As cidades constroem-se por cima das cidades. Esta é uma ideia que quer os arqueólogos, quer os arquitectos pressentem na realidade do seu trabalho cotidiano, que os condiciona, que os motiva e que está na raiz do futuro de qualquer cidade.
Desde que o Homem se sedentarizou, isto é, desde que os bandos de caçadores recolectores nómadas em busca dos melhores terrenos de caça deram origem ao assentamento permanente em aldeias cujos habitantes passaram a viver da agricultura e da criação de gado, que o tipo de habitação se modificou e passou a ter um carácter estável, com a adoção de materiais como o adobe, o tijolo e a pedra, para além da madeira, utilizada desde sempre.
Constatamos isso em povoados tão antigos como Çatal Hüyük (Anatólia, sul da Turquia) ou Jericó (Palestina), talvez as cidades mais antigas que se conhecem, construídas entre 8.000 e 7.000 a.C., e onde as construções se foram sucedendo, sendo as cidades ampliadas horizontalmente, mas também à custa dos derrubes das construções anteriores, aproveitando-se muitas vezes os seus alicerces para sobre eles se erguerem novas construções.
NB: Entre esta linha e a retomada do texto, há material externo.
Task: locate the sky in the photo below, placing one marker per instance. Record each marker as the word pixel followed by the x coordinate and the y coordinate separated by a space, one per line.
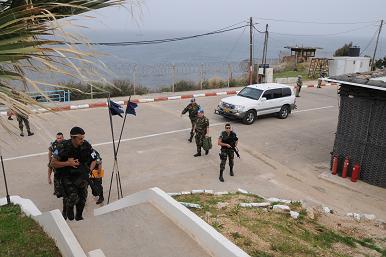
pixel 209 15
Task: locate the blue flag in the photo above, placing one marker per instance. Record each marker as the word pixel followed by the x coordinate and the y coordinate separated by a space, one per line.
pixel 116 109
pixel 130 109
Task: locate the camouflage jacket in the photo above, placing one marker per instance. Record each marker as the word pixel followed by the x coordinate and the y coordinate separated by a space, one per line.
pixel 201 125
pixel 192 108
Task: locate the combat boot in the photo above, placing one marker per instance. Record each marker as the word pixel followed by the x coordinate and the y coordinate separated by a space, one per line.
pixel 221 177
pixel 197 154
pixel 70 213
pixel 79 211
pixel 64 212
pixel 100 199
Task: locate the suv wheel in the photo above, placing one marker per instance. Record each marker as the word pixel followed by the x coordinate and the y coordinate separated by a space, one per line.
pixel 284 112
pixel 249 117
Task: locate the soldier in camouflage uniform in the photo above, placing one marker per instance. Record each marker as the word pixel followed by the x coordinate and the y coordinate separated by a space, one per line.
pixel 299 84
pixel 227 140
pixel 71 160
pixel 192 108
pixel 202 131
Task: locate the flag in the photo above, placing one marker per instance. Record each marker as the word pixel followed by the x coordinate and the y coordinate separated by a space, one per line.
pixel 130 108
pixel 115 109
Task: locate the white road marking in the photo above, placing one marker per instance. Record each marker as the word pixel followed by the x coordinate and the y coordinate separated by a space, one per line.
pixel 149 136
pixel 314 109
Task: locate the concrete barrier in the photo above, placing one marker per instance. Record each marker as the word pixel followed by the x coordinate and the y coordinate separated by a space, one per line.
pixel 54 225
pixel 206 236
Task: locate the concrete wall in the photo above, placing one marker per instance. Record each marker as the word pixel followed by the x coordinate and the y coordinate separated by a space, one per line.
pixel 209 239
pixel 346 65
pixel 55 226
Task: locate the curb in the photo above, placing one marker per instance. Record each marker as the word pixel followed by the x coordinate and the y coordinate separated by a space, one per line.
pixel 146 100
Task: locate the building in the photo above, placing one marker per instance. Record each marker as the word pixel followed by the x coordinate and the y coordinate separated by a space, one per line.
pixel 346 65
pixel 302 53
pixel 361 130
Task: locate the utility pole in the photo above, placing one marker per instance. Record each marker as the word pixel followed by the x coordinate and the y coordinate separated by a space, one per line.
pixel 376 46
pixel 265 49
pixel 250 51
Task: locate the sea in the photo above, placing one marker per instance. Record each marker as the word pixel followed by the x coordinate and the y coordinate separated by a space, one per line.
pixel 202 58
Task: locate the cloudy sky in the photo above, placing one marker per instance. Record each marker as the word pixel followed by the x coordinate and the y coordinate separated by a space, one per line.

O Porto não terá sido diferente. Mas quem o sobrevoa, quem chega da outra margem ou quem percorre as suas ruas e observa o seu casario, não tem essa percepção, vê apenas aquilo que os seus olhos captam, as ruas, as casas, os prédios, as infra estruturas, não se lembrando que esta é apenas a nossa cidade, não a dos nossos avós e outros ancestrais.
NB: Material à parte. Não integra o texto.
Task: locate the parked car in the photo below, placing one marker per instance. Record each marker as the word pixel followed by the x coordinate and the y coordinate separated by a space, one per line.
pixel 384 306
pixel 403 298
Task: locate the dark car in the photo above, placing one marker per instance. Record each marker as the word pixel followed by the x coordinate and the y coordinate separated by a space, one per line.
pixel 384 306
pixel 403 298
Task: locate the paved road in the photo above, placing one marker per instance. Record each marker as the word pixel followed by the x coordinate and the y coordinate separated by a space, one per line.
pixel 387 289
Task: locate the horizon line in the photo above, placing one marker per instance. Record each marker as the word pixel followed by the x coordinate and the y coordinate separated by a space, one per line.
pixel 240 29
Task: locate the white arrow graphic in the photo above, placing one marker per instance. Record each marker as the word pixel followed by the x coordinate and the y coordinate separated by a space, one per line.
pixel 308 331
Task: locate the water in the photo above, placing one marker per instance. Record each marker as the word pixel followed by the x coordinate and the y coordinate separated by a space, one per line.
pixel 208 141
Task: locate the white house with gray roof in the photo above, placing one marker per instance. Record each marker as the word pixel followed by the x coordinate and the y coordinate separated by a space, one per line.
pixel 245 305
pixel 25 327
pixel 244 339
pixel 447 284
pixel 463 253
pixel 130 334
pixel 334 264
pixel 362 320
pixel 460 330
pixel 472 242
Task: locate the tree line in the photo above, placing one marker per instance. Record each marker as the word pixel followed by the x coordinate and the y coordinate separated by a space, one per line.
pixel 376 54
Essas, as cidades deles, estão por vezes enterradas debaixo da nossa e, num momento em que o Porto vibra com a sua recuperação, sobretudo com a recuperação do seu Centro Histórico, os sinais dessas “cidades” que nos antecederam vêm ao de cima.
Talvez os vestígios mais antigos se encontrem no edifício da Rua D. Hugo, nº5, por detrás da Sé, onde foi possível sequenciar uma ocupação com vestígios desde o século VIII a.C., com casas de planta redonda. A que se sobrepõem casas já do período romano, de planta quadrangular.
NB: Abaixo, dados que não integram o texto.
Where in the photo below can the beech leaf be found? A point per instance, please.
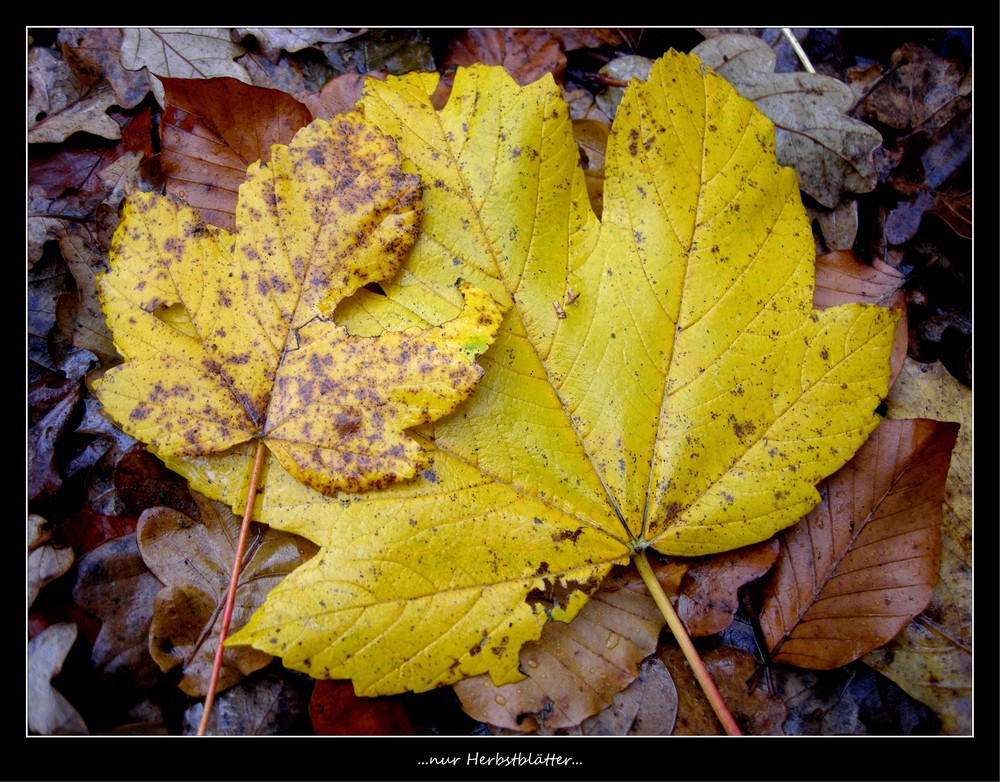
(212, 130)
(194, 558)
(660, 379)
(182, 53)
(226, 337)
(831, 151)
(862, 564)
Outro fantástico exemplo da forma como a cidade se foi construindo, é-nos fornecido pelas escavações arqueológicas da Casa do Infante, já numa zona baixa da cidade, em que a uma grande e luxuosa casa romana e tardo-romana (Séc. IV-VI) se sobrepõem as construções medievais, com a edificação dos armazéns do Rei, da Alfândega Régia e da Casa da Moeda, perdurando a sua ocupação e sucessivas ampliações ao longa da Idade Moderna e Contemporânea.
Mas o exemplo que vamos dar é igualmente representativo: numas obras dum edifício com frentes para a rua de S. Francisco e para a Rua Nova da Alfândega, onde esteve sedeada a antiga empresa de trânsitos A. J. Gonçalves de Moraes, em escavações aí realizadas apareceram vestígios da cidade oitocentista, mais concretamente o antigo quarteirão dos Banhos.
Aterrado quando das grandes transformações urbanísticas inerentes à construção do edifício da Alfândega Nova (1860-1870), construção da Rua Nova da Alfândega e da Rua Ferreira Borges, que implicou a destruição do Mosteiro de S. Domingos, o velho quarteirão dos Banhos ficou sepultado sob 5 metros de entulho.
As escavações mostraram uma outra faceta da cidade, uma zona ribeirinha e mal-afamada, que começava no areal já descrito por Ranulfo de Granville em 1147 e onde se situavam uns dos balneários da cidade, junto ao postigo dos Banhos e à Rua dos Banhos.
Fui uma dessas vielas, ainda com edifícios dos dois lados que foi posta a descoberto. Uma das casas, defronte da porta de entrada ladeada por janelas com grades de ferro, tinha um pátio lajeado.
Numa zona contígua, por debaixo cerca de um metro, o forte alicerce do que pode ter sido o edifício medieval dos banhos públicos. A escavação ficou por aí.
Mas o achado de materiais de construção romanos pode indiciar a presença de vestígios bem mais antigos…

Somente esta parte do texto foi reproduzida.